Like many of Banks' books, the central plot is interwoven with dozens of side plots, tangential events, and sometimes things that seem sheerly and gloriously random. This is not tight prose, and it is not casual reading. What it is, is smart as hell and a great deal of fun. Even if you've never read a Culture book before, it will make sense. It will make more sense if you have, of course.
After I finished The Hydrogen Sonata last night, I spent some time thinking about what the book did and what it meant. One of the basic critical questions about any story is "whose story is this"? Ie, "who changes or is changed most by events". In an odd way, The Hydrogen Sonata fails this test.

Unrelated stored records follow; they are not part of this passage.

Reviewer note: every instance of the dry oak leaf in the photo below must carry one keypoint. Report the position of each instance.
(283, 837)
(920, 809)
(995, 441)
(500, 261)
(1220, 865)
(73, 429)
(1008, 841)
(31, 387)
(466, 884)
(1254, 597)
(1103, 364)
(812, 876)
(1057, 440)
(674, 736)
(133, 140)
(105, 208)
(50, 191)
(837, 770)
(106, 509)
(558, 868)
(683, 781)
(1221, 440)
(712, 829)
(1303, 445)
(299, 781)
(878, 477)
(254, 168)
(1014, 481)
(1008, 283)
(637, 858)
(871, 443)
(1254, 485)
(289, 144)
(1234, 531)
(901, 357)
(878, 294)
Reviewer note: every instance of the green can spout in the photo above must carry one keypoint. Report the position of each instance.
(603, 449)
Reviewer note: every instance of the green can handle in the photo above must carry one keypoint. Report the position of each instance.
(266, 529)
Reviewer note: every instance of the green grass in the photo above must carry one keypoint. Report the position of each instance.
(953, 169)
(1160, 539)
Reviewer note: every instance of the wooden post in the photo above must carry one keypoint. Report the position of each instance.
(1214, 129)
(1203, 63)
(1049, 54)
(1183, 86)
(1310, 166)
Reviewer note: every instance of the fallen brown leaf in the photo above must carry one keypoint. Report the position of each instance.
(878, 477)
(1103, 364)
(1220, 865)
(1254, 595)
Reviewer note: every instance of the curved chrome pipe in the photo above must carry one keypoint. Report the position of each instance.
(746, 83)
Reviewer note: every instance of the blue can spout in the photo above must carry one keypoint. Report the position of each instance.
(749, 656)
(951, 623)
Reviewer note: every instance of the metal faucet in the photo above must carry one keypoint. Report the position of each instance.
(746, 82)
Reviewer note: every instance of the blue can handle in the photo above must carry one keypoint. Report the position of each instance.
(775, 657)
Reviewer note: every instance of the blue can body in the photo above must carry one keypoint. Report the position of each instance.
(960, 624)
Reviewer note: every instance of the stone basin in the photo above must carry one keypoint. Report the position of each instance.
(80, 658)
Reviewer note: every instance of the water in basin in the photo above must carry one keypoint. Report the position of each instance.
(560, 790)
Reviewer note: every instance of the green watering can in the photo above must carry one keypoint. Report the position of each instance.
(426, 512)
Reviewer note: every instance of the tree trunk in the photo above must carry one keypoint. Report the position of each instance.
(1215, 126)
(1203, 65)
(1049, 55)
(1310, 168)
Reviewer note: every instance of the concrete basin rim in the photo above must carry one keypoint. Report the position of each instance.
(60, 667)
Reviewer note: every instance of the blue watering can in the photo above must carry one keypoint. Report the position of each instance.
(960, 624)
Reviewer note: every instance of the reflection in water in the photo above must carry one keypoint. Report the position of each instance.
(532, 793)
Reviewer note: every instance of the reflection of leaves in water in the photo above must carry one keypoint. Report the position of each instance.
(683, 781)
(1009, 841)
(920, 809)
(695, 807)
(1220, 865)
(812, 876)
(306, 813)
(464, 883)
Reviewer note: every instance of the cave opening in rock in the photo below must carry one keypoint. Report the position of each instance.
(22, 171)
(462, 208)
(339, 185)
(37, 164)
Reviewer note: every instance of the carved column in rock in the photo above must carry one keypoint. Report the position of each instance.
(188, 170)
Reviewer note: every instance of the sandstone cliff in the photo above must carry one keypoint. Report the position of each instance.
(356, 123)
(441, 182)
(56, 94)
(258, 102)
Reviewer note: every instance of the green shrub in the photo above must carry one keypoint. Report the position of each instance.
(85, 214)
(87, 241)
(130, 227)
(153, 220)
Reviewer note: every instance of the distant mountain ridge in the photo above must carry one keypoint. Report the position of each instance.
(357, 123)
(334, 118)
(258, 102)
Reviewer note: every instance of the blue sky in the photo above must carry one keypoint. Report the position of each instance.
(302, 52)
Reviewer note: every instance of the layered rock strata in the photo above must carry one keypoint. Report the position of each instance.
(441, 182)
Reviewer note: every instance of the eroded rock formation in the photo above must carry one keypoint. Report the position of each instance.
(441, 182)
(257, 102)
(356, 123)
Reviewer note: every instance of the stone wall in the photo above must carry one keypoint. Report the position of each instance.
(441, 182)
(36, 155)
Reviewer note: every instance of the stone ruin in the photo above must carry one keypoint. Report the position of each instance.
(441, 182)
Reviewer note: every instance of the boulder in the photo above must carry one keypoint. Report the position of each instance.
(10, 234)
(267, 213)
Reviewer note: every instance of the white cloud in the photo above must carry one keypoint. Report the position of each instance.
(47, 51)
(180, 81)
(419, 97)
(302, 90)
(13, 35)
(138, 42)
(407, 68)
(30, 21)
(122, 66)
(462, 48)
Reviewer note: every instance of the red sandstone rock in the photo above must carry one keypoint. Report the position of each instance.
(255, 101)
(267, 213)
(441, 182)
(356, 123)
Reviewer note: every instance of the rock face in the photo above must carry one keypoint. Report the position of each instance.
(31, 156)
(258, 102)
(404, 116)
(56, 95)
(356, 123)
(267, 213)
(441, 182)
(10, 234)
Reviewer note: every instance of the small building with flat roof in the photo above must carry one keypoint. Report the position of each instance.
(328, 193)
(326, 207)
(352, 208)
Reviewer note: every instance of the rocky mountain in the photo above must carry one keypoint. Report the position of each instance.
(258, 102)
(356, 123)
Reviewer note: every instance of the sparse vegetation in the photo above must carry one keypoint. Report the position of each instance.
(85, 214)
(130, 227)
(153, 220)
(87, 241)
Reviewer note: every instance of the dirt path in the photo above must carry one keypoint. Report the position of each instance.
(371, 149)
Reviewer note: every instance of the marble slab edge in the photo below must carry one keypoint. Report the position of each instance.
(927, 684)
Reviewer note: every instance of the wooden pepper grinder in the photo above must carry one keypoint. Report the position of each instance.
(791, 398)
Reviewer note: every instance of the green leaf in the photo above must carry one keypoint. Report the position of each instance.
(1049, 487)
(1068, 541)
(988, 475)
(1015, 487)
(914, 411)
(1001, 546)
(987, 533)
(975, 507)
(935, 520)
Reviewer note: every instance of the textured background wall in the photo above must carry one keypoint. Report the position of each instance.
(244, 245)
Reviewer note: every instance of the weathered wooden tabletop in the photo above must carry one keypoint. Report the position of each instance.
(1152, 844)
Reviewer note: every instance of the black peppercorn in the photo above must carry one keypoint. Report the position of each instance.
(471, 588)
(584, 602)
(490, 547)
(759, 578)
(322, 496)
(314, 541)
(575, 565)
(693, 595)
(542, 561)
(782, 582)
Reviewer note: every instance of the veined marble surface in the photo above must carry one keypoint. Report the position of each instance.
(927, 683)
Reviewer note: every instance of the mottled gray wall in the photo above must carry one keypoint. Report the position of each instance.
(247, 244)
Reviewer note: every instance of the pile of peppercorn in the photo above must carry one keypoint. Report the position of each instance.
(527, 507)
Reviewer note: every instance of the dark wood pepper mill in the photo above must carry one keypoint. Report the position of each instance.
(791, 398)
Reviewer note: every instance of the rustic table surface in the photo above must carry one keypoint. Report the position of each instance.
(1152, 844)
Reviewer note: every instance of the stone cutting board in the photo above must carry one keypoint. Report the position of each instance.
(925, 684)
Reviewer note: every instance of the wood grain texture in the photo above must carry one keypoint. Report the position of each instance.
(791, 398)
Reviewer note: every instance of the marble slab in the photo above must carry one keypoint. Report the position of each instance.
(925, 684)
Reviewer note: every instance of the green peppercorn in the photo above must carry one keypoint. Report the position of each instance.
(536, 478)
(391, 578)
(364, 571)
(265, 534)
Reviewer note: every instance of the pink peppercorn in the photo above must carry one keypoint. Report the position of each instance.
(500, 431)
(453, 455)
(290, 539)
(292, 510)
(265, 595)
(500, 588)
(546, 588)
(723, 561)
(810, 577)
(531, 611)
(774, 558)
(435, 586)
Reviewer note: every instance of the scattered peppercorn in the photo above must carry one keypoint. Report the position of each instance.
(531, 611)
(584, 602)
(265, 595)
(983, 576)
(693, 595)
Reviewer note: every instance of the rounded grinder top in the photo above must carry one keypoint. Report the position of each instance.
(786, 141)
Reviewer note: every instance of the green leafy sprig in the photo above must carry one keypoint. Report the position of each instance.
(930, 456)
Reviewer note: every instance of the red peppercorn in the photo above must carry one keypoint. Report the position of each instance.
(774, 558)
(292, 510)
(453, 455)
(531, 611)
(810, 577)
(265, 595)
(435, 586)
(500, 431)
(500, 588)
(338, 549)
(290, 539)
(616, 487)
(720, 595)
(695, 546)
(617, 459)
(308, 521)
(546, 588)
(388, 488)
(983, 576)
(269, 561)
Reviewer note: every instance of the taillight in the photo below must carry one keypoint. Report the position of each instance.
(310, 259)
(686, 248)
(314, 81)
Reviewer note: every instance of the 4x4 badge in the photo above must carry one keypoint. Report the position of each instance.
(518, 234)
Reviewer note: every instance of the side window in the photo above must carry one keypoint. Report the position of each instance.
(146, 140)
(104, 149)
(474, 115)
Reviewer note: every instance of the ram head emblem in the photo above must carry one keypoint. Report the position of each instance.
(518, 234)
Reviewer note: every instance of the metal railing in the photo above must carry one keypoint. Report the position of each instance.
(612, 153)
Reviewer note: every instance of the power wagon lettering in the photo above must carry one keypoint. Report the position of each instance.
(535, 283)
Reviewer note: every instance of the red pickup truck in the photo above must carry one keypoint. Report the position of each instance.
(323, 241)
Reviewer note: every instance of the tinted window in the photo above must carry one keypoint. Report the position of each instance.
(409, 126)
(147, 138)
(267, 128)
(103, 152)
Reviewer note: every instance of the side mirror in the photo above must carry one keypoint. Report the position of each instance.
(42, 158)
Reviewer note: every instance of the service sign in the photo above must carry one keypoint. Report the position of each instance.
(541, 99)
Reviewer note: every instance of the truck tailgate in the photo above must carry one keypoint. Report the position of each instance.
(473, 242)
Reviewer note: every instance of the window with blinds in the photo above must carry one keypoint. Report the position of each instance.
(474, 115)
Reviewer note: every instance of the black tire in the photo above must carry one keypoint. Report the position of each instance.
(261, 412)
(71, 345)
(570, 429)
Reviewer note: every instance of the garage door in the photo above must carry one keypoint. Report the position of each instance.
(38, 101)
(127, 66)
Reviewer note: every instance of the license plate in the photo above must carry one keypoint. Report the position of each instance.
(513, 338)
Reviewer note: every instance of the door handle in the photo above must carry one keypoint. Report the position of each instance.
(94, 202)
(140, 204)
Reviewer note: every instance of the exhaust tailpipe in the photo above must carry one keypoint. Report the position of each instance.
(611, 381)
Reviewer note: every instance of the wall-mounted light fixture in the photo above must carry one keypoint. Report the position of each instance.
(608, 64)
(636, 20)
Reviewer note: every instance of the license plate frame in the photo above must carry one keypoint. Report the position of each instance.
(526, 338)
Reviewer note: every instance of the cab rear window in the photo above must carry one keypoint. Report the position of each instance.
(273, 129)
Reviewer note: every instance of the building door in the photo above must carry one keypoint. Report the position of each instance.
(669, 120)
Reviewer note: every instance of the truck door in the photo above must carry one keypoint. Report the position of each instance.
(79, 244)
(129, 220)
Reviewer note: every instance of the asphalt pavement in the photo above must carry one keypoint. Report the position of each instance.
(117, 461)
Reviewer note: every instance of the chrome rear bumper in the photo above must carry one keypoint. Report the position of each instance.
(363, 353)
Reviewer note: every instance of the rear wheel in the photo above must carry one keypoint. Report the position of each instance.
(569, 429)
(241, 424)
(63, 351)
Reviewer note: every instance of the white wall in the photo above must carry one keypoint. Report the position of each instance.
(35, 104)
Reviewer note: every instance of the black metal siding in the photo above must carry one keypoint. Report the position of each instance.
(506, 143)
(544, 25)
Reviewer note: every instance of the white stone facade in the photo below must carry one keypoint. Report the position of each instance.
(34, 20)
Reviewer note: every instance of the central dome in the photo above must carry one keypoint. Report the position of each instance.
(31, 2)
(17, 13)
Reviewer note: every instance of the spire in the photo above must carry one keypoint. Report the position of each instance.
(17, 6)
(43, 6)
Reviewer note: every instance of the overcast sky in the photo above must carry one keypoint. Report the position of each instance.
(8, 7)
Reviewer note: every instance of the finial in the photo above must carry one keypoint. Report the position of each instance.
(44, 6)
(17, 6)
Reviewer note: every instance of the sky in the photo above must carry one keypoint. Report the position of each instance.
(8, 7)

Or more to the point, declines to be measured by this test in the first place. I mean, we have 500 pages of culture clash, space battles, the disappearance of an entire species, the machinations of the galaxy's oldest person, love, sex, betrayal, and of course, the Hydrogen Sonata itself. Yet at the end, with one or two exceptions, every major character more or less winds up where you might have expected them to from the beginning. (Except for those who got killed along the way.) Even Vyr Cossont, the nominal protagonist, seems to have the gentlest of epiphanies, albeit her journey to that point is very challenging.
And I think this is the point of The Hydrogen Sonata, inasmuch as it has one: the journey is the tale, not the destination. It's a heck of a journey, and I loved it. Delightfully dense, thoughtful, intellectually challenging stuff that's also a heck of a ride.